On Dec. 4, 1961, Roy L. “Rocky” Dennis was born in Glendora, California, and was initially thought to be a perfectly healthy baby. It wasn’t until an X-ray technician noticed a slight cranial anomaly when he was 18-months-old that doctors began questioning what was wrong with the adorable little boy. What started out as just a routine tonsillectomy turned into a decade-long battle for survival.
“The bridge of his nose hadn’t formed,” his mother, Florence Tullis, told the Chicago Tribune. “That happens in a lot of babies, so no one had worried much. But then his head started to grow. I went into shock.”

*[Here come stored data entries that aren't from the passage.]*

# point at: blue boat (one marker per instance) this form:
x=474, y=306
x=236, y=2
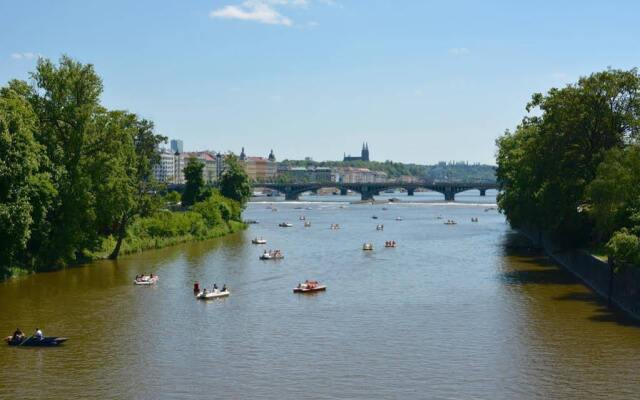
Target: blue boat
x=47, y=341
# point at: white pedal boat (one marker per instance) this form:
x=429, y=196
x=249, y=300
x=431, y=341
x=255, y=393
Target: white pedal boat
x=213, y=295
x=146, y=280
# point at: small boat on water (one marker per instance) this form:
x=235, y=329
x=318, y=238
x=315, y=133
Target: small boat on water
x=271, y=255
x=32, y=341
x=213, y=294
x=309, y=287
x=145, y=280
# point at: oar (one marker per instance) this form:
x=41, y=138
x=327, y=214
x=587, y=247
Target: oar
x=25, y=341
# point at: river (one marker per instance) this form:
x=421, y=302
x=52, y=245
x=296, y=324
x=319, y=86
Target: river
x=454, y=312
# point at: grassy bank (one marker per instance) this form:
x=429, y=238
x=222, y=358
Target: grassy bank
x=167, y=229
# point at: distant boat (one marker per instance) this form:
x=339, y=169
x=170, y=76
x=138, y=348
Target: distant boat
x=309, y=287
x=214, y=294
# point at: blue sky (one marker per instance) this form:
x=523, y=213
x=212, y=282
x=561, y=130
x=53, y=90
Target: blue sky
x=421, y=81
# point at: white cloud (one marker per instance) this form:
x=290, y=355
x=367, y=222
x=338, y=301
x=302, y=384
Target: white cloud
x=263, y=11
x=258, y=11
x=25, y=56
x=459, y=51
x=560, y=76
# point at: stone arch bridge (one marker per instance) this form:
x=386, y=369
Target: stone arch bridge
x=292, y=191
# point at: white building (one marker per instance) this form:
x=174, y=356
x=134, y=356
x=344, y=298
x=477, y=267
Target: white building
x=164, y=171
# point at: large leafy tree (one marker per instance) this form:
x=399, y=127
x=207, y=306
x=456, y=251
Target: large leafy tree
x=546, y=165
x=234, y=182
x=66, y=100
x=23, y=184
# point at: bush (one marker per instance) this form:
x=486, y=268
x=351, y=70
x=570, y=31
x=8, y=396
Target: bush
x=624, y=247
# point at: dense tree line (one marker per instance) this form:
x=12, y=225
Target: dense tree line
x=572, y=167
x=72, y=172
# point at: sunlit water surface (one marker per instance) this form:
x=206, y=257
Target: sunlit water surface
x=454, y=312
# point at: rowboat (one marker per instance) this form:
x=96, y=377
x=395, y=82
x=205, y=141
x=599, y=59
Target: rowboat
x=215, y=294
x=271, y=255
x=47, y=341
x=309, y=287
x=146, y=280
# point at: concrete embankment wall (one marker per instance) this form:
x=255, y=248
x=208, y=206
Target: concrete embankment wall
x=623, y=291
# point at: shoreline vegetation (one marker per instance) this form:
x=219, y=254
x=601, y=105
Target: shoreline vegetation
x=76, y=179
x=571, y=169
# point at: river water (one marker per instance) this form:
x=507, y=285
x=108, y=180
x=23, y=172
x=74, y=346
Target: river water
x=454, y=312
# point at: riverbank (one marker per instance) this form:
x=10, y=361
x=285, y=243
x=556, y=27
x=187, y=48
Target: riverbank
x=164, y=230
x=619, y=287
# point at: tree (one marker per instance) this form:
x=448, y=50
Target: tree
x=547, y=164
x=66, y=100
x=195, y=182
x=23, y=185
x=234, y=182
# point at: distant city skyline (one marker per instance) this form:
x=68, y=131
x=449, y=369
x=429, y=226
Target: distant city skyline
x=421, y=82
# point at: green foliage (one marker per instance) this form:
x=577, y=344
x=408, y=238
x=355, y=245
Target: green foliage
x=74, y=176
x=624, y=247
x=546, y=165
x=24, y=187
x=195, y=182
x=234, y=182
x=172, y=197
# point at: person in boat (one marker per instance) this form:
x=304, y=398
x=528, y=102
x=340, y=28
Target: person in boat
x=17, y=337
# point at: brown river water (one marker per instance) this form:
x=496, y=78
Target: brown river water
x=454, y=312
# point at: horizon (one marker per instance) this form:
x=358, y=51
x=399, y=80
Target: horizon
x=315, y=78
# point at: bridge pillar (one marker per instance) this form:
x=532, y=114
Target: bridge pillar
x=366, y=193
x=449, y=194
x=291, y=195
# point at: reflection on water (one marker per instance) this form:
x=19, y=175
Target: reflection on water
x=464, y=311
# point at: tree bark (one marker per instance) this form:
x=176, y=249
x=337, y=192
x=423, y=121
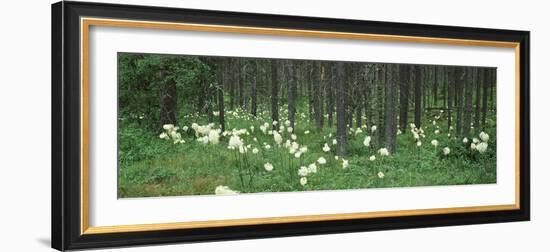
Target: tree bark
x=404, y=96
x=417, y=96
x=389, y=117
x=485, y=84
x=459, y=92
x=168, y=100
x=274, y=93
x=341, y=91
x=471, y=78
x=221, y=105
x=292, y=93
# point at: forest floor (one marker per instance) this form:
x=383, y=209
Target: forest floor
x=151, y=166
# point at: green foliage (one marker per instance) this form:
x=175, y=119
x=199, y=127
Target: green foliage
x=165, y=169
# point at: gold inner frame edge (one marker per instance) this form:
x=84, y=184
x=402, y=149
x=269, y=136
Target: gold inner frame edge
x=85, y=24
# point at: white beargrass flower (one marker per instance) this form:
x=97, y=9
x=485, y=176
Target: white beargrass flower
x=312, y=168
x=481, y=147
x=303, y=181
x=214, y=136
x=366, y=142
x=287, y=123
x=303, y=171
x=383, y=152
x=224, y=190
x=268, y=166
x=235, y=142
x=202, y=140
x=484, y=136
x=168, y=126
x=345, y=163
x=446, y=151
x=326, y=148
x=277, y=137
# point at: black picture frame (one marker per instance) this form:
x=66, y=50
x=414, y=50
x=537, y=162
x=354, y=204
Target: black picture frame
x=66, y=114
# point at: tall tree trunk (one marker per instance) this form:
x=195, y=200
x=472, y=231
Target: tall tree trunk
x=221, y=79
x=435, y=84
x=253, y=95
x=459, y=92
x=450, y=80
x=168, y=100
x=381, y=81
x=231, y=82
x=316, y=85
x=330, y=92
x=274, y=93
x=366, y=95
x=341, y=92
x=486, y=88
x=240, y=76
x=404, y=96
x=471, y=78
x=209, y=99
x=389, y=118
x=478, y=84
x=292, y=93
x=417, y=96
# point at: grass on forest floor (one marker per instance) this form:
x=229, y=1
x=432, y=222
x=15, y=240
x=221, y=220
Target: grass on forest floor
x=149, y=166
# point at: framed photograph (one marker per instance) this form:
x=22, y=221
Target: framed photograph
x=180, y=125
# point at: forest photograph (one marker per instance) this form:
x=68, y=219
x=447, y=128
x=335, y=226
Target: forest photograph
x=212, y=125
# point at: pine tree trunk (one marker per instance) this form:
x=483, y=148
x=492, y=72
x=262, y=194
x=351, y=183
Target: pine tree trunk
x=459, y=92
x=254, y=83
x=486, y=88
x=404, y=96
x=330, y=93
x=341, y=91
x=389, y=116
x=450, y=80
x=381, y=81
x=221, y=79
x=274, y=93
x=478, y=84
x=435, y=84
x=292, y=93
x=417, y=96
x=168, y=100
x=471, y=78
x=316, y=85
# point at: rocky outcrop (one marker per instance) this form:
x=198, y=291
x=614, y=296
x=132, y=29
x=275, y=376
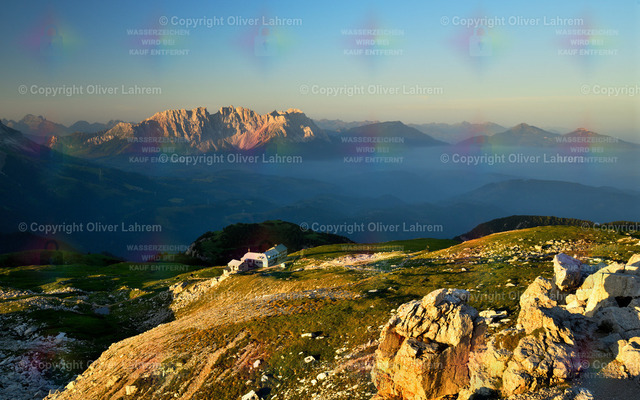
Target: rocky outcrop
x=567, y=271
x=558, y=320
x=424, y=349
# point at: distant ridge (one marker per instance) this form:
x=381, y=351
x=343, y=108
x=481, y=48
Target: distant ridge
x=516, y=222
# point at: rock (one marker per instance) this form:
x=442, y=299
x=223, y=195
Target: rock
x=492, y=315
x=576, y=393
x=424, y=348
x=629, y=355
x=130, y=390
x=567, y=271
x=250, y=396
x=622, y=320
x=606, y=285
x=634, y=261
x=538, y=310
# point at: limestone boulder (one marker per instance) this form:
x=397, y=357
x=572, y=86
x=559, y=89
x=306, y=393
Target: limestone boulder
x=424, y=349
x=629, y=355
x=567, y=271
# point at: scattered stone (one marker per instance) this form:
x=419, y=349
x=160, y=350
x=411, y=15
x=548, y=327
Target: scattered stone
x=567, y=271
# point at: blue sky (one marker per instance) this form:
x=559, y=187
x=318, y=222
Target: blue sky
x=523, y=70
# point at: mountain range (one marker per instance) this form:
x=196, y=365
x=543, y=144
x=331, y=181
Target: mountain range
x=196, y=131
x=240, y=129
x=524, y=135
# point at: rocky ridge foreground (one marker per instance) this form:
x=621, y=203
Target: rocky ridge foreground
x=583, y=325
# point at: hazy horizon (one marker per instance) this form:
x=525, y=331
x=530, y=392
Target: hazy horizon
x=575, y=66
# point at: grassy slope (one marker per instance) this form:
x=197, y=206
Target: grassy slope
x=347, y=310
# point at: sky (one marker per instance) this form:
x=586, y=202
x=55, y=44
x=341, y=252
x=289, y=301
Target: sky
x=553, y=65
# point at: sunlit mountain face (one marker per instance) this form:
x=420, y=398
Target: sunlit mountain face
x=319, y=201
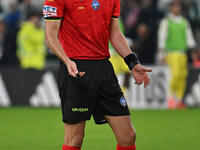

Rocky suffered from a rare and fatal congenital disease called craniodiaphyseal dysplasia, which caused his face and head to swell to a bizarre size and shape. Craniodiaphyseal dysplasia triggered severe headaches, paralysis, and ruptured blood vessels.
His condition was so unusual that only a handful of other cases have ever been reported. Doctors believed he would be mentally retarded, blind and dead before turning seven-years-old. But his mother, who was a former go-go dancer with a fondness for bikers and drugs, didn’t believe a word of it.